Ignoring that she had picked up a book, he spoke again, “What train do you wait on?”

She looked at him with her sea green eyes, the eyes that longed to see more of the world than she’d already seen in the past year, and decided that in spite of how she felt she should probably be polite and answer him. She said, “The train that is coming soon.”

“You are not German, are you?” He blew out another mouthful of smoke.

She thought, “Damn, my grammar.” She didn’t answer but her eyes questioned him.

“How can I tell?” He prodded her book, “Is in English, Ja?” His slightly condescending gun metal eyes showed amusement.

She admitted, “No, I'm not German, I am an American.”

“Your German is good. A northern dialect, I think.” He continued.

“Who was this guy?” She thought as her eyes questioned him again as if to ask a superior at a factory if she had put enough cinnamon in the pastry.

“I speak five languages. French, German, Dutch, Italian, and English.”

After he said this she began to think he was arrogant.

He turned sideways to look at the clock. She just then noticed his age. He must have been about thirty-five. In profile he had a strong determined jaw line. She shivered, The night was growing cold and all she was wearing was jeans, a light shirt, and a sweater.

“My train should arrive soon.” He stated as he turned back.

“On this track?” She asked.

“Ja, I go to Amsterdam. You?”

“I'm going there also.” She added.

“Good, I will get us a compartment.” He decided.

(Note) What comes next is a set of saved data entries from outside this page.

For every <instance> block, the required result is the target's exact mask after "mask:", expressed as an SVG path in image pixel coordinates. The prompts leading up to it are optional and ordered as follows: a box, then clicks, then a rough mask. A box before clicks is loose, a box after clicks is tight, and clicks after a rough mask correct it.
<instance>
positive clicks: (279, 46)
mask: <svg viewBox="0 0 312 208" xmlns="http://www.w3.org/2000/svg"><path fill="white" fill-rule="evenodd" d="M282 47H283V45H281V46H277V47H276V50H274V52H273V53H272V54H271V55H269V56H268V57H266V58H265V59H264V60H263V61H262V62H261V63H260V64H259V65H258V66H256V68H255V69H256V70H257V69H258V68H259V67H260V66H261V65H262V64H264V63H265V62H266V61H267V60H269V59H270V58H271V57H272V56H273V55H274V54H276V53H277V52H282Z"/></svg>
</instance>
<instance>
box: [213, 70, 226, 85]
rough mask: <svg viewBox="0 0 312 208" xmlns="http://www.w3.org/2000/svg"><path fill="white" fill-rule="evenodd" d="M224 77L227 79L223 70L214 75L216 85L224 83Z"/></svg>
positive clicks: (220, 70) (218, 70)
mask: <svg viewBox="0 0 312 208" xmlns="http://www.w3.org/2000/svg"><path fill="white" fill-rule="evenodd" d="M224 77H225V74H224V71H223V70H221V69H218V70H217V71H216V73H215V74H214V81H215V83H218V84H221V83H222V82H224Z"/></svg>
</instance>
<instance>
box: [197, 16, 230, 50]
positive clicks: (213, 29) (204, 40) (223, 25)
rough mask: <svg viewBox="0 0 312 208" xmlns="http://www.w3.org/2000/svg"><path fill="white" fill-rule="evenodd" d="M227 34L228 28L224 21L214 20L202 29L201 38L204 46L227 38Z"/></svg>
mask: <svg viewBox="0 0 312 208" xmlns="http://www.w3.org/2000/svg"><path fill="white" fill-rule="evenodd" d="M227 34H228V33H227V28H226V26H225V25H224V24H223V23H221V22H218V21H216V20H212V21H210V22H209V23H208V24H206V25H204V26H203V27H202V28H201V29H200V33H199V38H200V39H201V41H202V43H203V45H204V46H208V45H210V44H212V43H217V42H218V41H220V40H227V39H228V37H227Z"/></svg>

“Commanding German,” she thought. But it had been a long day on which the girl had been riding the rails. She yawned, and replied, “Ok.”

Just then a whistle screamed.

“So….here is our train.” He looked down the end of the track at the light pulling closer to the station. He nodded at her suitcase under her feet.” He motioned to it. “Give me your baggage.” She felt as if he were looking through her not at her. She slung her back pack over her shoulder as he picked up her suitcase. “Wow! That damn thing is heavy.” He groused as he lugged it to the train. “What is in this? Bricks?”

The steps made a hollow metallic sound as they climbed onto the idling car. After they entered, the doors shut sealed them in.